I just saved my client (let’s just call him Joe) $653,898 today. No games, no gimmicks, no gambling.
FACT: Joe has a net worth that is $653,898 higher than it was before he met me. Even better, Joe didn’t pay me one cent. My services are free to him.
Did your stock broker make you $653,898 this year? Has your financial advisor ever been able to improve your bottom line by $653,898 in two months?
I don’t want this to be a “doom and gloom” blog post, but let’s face some basic facts: the global economy is on the edge of breaking apart. The financial markets are transitioning; trying to stabilize, and will be doing so for the next 5 to 10 years. The value of the Dollar is in the gutter; the Euro is weakened and may be dissolved. Most European countries are operating in the red. Greece is going bankrupt, which is certain to impact all of the other countries that have any kind of financial relationship with them.
Until these financial markets stabilize, we won’t see the US banks and lenders lending mortgage money to hard-working homebuyers. That means, unfortunately, we’ve got a long time to go before people start buying homes again at the rate that is needed to consume the abundance of homes on the market currently. Even after the global economy stabilizes and people start buying homes again at a normal rate, it will still take several years for the housing market to recover, meaning that even once recovery has started, your home’s appreciation rate will only be 1% to 5% at best. Considering the huge hole that we’re in presently, that means that it would take 15 or more years for your home’s value to be what it was in 2001 to 2005.
This is a sad and scary truth, but the good news is that the government has made it easy for you to cut your biggest loss: your upside down mortgage. You might be emotionally attached to your home, but at some point you have to do what’s best for yourself and your family and cut the dead weight while you still can. Depleting your savings and throwing good money at a mortgage that’s worth 50% less than when you purchased your home does not make financial sense.

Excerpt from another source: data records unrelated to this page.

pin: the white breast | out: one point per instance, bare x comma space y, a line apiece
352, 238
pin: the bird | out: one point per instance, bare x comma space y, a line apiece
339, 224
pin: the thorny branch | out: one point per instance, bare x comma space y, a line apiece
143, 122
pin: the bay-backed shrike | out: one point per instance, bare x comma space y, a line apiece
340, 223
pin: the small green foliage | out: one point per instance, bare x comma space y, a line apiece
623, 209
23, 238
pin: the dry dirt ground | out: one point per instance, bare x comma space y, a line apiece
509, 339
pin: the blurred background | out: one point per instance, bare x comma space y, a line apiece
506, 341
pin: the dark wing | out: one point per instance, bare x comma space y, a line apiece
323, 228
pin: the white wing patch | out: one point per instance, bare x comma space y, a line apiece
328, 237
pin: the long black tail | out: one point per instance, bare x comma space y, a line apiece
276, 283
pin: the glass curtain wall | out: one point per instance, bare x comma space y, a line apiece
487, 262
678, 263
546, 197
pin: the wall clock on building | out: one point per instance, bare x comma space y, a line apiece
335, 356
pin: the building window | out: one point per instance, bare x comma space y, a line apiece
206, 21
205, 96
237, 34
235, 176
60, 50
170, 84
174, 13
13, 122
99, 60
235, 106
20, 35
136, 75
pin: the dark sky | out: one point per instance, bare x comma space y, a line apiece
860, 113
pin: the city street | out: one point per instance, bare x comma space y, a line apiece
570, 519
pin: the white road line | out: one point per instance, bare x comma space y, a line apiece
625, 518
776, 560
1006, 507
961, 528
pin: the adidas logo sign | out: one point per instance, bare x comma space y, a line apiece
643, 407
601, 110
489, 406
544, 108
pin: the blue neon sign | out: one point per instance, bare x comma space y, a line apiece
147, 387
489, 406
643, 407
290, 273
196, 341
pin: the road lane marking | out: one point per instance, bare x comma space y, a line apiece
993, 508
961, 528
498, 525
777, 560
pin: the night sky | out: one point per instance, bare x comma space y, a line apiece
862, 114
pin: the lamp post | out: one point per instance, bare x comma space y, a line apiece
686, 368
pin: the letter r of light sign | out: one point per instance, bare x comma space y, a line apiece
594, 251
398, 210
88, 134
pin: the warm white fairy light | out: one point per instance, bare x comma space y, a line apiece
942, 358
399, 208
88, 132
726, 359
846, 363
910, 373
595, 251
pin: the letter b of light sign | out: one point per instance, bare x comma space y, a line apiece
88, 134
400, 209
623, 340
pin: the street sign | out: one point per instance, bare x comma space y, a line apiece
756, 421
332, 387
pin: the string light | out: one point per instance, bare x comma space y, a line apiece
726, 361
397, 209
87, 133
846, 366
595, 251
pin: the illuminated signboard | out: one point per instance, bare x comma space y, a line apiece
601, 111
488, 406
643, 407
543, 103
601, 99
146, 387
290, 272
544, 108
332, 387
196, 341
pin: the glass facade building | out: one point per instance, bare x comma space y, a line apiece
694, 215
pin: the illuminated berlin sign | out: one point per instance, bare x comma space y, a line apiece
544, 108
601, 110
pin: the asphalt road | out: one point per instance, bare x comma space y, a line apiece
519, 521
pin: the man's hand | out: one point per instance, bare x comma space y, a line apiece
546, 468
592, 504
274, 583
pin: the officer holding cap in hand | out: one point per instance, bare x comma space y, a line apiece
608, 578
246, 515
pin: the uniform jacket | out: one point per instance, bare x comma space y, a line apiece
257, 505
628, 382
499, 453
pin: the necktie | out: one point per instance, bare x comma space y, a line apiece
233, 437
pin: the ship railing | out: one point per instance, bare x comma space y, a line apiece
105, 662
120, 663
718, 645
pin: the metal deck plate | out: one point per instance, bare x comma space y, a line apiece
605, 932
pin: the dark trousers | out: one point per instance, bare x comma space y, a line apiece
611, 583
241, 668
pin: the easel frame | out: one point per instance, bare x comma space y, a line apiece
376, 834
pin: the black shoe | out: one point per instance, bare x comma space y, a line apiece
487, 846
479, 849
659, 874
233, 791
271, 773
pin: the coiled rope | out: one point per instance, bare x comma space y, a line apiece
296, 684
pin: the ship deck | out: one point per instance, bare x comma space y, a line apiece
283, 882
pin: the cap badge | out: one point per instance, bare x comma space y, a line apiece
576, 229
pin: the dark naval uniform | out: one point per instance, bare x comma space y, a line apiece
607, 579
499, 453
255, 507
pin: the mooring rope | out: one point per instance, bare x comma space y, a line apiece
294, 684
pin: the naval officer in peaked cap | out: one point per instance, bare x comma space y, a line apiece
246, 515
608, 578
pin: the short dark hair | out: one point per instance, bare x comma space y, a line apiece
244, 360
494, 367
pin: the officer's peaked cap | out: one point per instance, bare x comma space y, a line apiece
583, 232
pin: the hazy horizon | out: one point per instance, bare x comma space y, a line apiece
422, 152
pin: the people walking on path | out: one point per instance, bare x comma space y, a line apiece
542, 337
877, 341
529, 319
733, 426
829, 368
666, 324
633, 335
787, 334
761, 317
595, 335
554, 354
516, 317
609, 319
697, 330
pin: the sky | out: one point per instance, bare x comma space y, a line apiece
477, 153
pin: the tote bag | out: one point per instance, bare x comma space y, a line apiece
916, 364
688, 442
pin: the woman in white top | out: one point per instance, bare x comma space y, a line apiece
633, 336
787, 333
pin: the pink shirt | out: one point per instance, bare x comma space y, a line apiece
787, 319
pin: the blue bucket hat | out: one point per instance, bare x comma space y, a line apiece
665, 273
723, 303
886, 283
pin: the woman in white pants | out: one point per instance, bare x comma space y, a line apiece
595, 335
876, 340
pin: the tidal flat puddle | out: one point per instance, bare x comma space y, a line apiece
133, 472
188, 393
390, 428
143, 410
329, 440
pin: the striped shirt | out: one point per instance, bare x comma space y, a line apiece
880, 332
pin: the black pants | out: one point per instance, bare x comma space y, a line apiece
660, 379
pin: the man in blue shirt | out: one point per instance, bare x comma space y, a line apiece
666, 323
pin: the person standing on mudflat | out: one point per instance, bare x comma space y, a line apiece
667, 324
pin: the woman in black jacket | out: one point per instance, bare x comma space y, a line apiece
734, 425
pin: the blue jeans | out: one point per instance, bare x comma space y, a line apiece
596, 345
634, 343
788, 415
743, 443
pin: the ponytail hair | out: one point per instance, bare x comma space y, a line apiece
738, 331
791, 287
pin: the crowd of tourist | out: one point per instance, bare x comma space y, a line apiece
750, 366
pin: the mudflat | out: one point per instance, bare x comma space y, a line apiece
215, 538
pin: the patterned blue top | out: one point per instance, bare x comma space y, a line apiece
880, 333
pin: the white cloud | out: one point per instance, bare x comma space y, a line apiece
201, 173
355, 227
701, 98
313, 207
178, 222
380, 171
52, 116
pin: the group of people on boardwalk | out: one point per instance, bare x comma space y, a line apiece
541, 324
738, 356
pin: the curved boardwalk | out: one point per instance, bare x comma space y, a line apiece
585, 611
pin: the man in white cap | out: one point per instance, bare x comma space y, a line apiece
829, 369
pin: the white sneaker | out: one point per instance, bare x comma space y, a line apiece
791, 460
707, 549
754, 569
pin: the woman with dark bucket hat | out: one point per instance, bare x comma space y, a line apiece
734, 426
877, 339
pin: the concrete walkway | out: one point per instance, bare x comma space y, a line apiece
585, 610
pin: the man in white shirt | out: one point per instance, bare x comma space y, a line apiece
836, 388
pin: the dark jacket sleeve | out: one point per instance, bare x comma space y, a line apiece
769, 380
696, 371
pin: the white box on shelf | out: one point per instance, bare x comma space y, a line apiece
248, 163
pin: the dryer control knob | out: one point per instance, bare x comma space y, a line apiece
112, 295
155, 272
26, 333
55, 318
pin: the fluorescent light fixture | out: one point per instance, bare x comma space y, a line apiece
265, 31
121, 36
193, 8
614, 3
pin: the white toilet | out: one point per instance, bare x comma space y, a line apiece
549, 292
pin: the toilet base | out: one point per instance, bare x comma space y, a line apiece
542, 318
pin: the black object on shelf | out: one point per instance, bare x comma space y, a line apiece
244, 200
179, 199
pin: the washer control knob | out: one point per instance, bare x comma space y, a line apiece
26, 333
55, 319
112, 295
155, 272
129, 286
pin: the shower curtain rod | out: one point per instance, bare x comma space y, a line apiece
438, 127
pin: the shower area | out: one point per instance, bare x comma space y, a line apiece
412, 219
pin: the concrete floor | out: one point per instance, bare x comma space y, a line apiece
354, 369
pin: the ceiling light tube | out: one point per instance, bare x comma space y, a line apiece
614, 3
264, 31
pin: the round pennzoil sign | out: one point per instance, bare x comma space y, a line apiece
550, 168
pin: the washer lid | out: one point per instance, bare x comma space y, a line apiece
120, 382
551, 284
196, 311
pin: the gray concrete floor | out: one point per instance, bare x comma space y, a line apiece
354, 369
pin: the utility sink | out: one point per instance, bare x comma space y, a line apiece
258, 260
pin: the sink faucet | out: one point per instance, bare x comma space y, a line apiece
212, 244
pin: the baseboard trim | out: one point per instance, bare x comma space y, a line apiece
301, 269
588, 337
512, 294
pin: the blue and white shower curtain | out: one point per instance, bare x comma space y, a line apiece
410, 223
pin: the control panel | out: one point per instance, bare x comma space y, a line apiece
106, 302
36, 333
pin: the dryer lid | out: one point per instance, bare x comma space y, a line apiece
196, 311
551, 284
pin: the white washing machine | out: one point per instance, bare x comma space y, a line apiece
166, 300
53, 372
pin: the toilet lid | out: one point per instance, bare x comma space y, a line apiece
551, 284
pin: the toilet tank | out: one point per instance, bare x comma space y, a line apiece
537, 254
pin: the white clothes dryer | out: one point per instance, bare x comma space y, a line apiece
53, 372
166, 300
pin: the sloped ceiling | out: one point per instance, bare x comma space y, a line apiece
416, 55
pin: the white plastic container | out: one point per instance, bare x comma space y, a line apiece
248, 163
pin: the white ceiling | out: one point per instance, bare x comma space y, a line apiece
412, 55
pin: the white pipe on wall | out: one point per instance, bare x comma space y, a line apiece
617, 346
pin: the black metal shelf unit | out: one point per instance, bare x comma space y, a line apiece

Selling your home and getting a full release of the mortgage is absolutely the best option. It’s the best option for you and your family, it’s the best option for your credit, and it’s the best option for your net worth.
Face it: when you bought a home, you thought it would be an investment; an asset. It isn’t. It's time to cut losses and gain financial ground while there's still time.
So, how much do you stand to gain by relieving yourself of your upside down properties? $100k? $500k? $800k?